A24 had no comment. A representative for Rudin did not immediately respond to a new request for comment.
The news comes after Rudin said on Tuesday that he would be “stepping back” from his film and streaming projects, in addition to his Broadway projects that he first announced on Saturday, after a THR article in which former assistants and staffers accused him of physical and mental abuse.
“When I commented over the weekend, I was focused on Broadway reopening successfully and not wanting my previous behavior to detract from everyone’s efforts to return,” Rudin said earlier Tuesday. “It’s clear to me I should take the same path in film and streaming. I am profoundly sorry for the pain my behavior has caused and I take this step with a commitment to grow and change.”

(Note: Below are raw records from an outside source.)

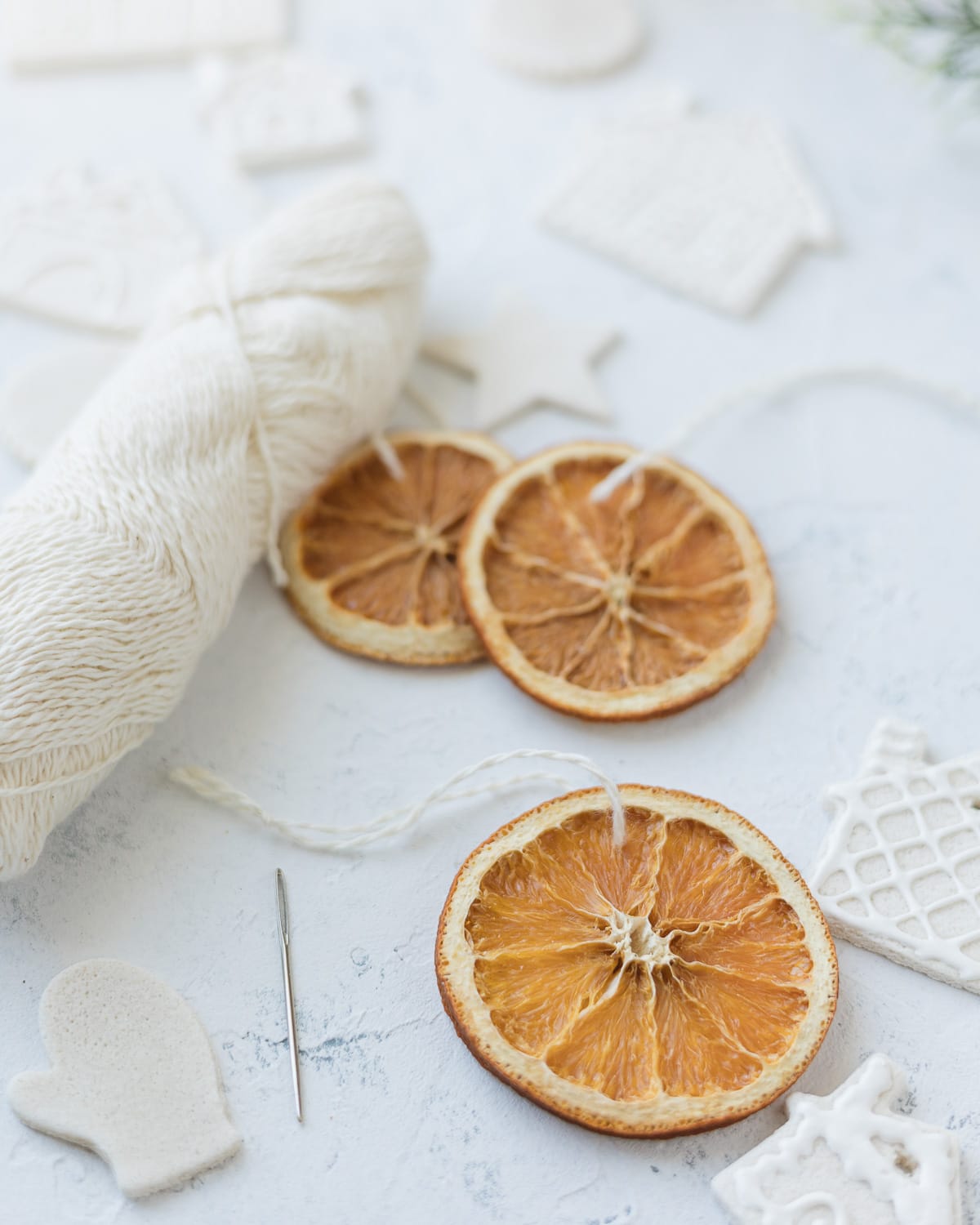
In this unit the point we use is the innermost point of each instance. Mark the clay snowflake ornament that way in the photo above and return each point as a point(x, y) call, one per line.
point(526, 358)
point(848, 1159)
point(715, 207)
point(899, 871)
point(560, 38)
point(76, 33)
point(281, 108)
point(91, 250)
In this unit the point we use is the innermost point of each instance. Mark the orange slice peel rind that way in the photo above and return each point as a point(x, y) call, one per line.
point(670, 985)
point(629, 608)
point(370, 558)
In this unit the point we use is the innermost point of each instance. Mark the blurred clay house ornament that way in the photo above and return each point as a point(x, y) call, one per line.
point(92, 249)
point(899, 870)
point(713, 207)
point(279, 109)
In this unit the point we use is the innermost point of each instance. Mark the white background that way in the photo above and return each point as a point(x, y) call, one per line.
point(869, 504)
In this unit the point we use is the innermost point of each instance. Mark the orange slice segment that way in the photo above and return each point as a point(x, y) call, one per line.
point(624, 609)
point(670, 985)
point(372, 558)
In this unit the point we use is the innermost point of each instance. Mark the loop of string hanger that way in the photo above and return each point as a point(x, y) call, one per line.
point(962, 402)
point(323, 837)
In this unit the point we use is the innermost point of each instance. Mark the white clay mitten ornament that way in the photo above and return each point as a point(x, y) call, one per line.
point(132, 1077)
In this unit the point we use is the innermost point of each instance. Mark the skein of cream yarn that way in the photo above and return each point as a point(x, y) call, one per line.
point(122, 556)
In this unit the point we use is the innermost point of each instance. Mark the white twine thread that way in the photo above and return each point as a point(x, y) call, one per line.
point(220, 281)
point(124, 551)
point(338, 838)
point(962, 401)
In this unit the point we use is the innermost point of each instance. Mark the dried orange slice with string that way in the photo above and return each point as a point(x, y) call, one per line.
point(673, 984)
point(372, 556)
point(627, 608)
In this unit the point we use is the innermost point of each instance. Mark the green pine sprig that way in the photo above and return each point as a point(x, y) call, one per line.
point(942, 36)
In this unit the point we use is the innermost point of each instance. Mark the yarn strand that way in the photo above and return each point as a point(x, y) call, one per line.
point(122, 554)
point(338, 838)
point(967, 403)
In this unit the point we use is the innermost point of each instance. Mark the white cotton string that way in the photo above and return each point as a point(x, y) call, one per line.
point(122, 554)
point(340, 838)
point(963, 402)
point(220, 274)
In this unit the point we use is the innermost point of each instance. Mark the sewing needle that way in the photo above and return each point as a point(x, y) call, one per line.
point(291, 1016)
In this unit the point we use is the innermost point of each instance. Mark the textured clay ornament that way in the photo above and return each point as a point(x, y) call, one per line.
point(132, 1077)
point(92, 252)
point(75, 33)
point(524, 358)
point(279, 109)
point(848, 1159)
point(899, 870)
point(41, 397)
point(560, 38)
point(715, 207)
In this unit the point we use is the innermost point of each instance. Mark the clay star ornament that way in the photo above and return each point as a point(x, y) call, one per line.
point(524, 358)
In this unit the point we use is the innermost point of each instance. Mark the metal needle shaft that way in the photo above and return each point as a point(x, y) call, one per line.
point(291, 1014)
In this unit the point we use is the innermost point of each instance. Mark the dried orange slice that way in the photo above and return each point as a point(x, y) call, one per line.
point(372, 558)
point(624, 609)
point(674, 984)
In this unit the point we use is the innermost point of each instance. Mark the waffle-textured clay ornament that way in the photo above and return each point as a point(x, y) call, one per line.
point(899, 870)
point(132, 1077)
point(848, 1159)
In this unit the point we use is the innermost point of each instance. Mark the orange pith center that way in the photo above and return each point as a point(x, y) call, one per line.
point(669, 965)
point(617, 595)
point(386, 548)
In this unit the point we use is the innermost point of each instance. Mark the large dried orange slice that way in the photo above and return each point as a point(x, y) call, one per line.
point(372, 556)
point(621, 609)
point(670, 985)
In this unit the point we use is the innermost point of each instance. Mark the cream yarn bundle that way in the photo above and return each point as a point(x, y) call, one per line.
point(122, 556)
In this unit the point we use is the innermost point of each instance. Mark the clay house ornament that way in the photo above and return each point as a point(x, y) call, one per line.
point(713, 207)
point(848, 1159)
point(899, 870)
point(281, 109)
point(92, 249)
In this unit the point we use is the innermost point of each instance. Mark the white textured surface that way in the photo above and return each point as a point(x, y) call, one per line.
point(870, 506)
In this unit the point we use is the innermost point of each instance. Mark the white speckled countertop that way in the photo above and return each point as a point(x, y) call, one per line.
point(867, 501)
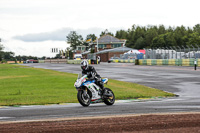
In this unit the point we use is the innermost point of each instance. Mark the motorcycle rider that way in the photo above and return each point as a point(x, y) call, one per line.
point(91, 73)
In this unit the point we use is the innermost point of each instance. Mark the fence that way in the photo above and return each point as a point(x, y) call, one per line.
point(172, 53)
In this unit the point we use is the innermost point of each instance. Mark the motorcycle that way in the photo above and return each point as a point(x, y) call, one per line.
point(89, 92)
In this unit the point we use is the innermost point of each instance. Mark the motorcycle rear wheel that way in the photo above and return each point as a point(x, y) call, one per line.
point(83, 100)
point(109, 100)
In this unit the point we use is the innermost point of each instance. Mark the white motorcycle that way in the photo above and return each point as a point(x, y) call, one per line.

“The Tragedy of Macbeth” is directed and written by Joel Coen and starring Denzel Washington and Frances McDormand based on the Shakespeare play. “The Humans” is a drama written and directed by Stephen Karam and starring Steven Yeun, Beanie Feldstein and Amy Schumer. “Red, White and Water” is a war drama starring Jennifer Lawrence, who also produces the film. “Men” is the latest sci-fi from director Alex Garland. And “Everything Everywhere All at Once” is an AGBO co-production that stars Jamie Lee Curtis.
Rudin has previously worked with A24 on some of the distributor’s most critically acclaimed films, including “Eighth Grade,” “Uncut Gems” and as an executive producer on 2020’s “First Cow.” Among his other film productions upcoming are “The Woman in the Window” starring Amy Adams, which is meant to release next month on Netflix.
Rudin’s bad behavior and temper have long been documented as part of the “No Country for Old Men” and “The Social Network” producer’s four-decade career. But industry players like Annapurna’s Megan Ellison earlier this month condemned Rudin in reaction to the exposé. “This piece barely scratches the surface of Scott Rudin’s abusive, racist, and sexist behavior. Similarly to Harvey, too many are afraid to speak out. I support and applaud those who did. There’s good reason to be afraid because he’s vindictive and has no qualms about lying,” Ellison wrote.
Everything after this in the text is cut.